Atomicity means that a transaction either succeeds or fails and there can be no intermediate state. Persistence means that once a transaction has been committed, it is still successful to recover from a system crash. Isolation refers to the fact that individual concurrent transactions are isolated and invisible from each other, and there may be many levels of isolation in database implementation. The consistency of transactions means to ensure that the system is in A consistent state. For example, if 500 yuan is transferred from account A to account B, the total amount of the system does not change from the perspective of the whole system. It cannot be the case that 500 yuan has been deducted from account A but 500 yuan has not been increased from account B.

Figure 13 serializable scheduling

There is a serializable scheduling problem when transactions are executed in the database system. Assuming that there are three transactions T1, T2 and T3, the execution effect of these three transactions should be the same as the serial execution effect of three transactions. The end result should be one of the {T1/T2/T3, T1/T3/T2, T2/T1/T3, T2/T3/T1, T3/T1/T2, T3/T2/T1} sets.

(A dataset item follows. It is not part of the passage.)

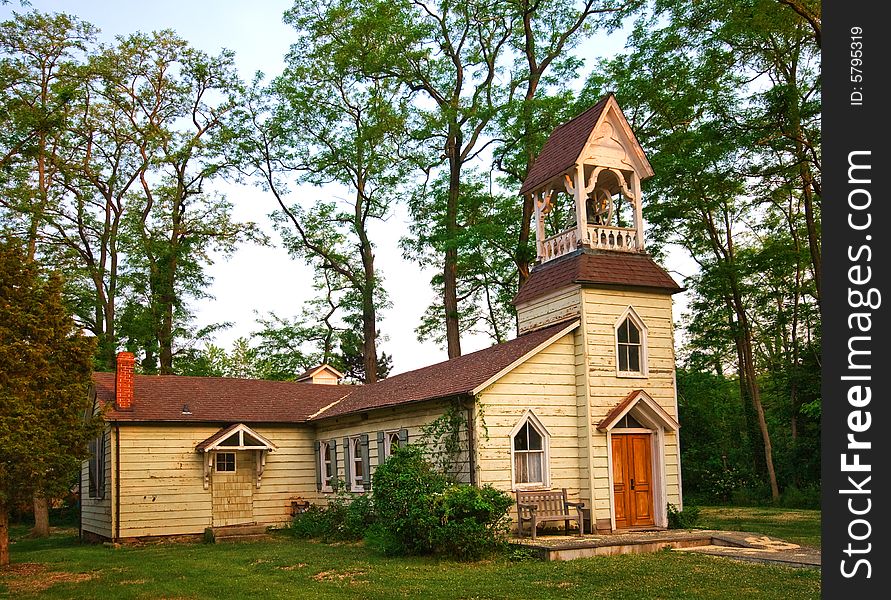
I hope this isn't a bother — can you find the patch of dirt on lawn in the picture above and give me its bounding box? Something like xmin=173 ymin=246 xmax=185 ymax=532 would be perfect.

When it comes to distributed transactions, In order to meet the requirements of serializable scheduling, the scheduling order of each sub-transaction must be consistent with that of the global distributed transaction. As shown in Figure 13, the scheduling order of the three distributed transactions of T1/T2/T3 in one library is consistent with that of the global transaction, and in the other library becomes T3/T2/T1. When standing in the point of view of global broke the serializable schedule, serializable schedule to ensure the implementation of isolation when serializable schedule has been broken natural isolation goes broke, the distributed middleware solution based on MySQL implementation, because each transaction in the transaction of the same distributed transaction ID is generated on the MySQL, The global transaction ID is not provided to ensure that the scheduling order of each sub-transaction is consistent with the global distributed transaction, resulting in the isolation cannot be guaranteed, so the current distributed transaction based on MySQL cannot guarantee the strict semantic support of distributed transaction. Of course, with the introduction of GR in MySQL, the strong consistency in CAP theory can be achieved. It is also possible to support strict distributed transactions by strengthening related functions of middleware and customizing related functions of MySQL.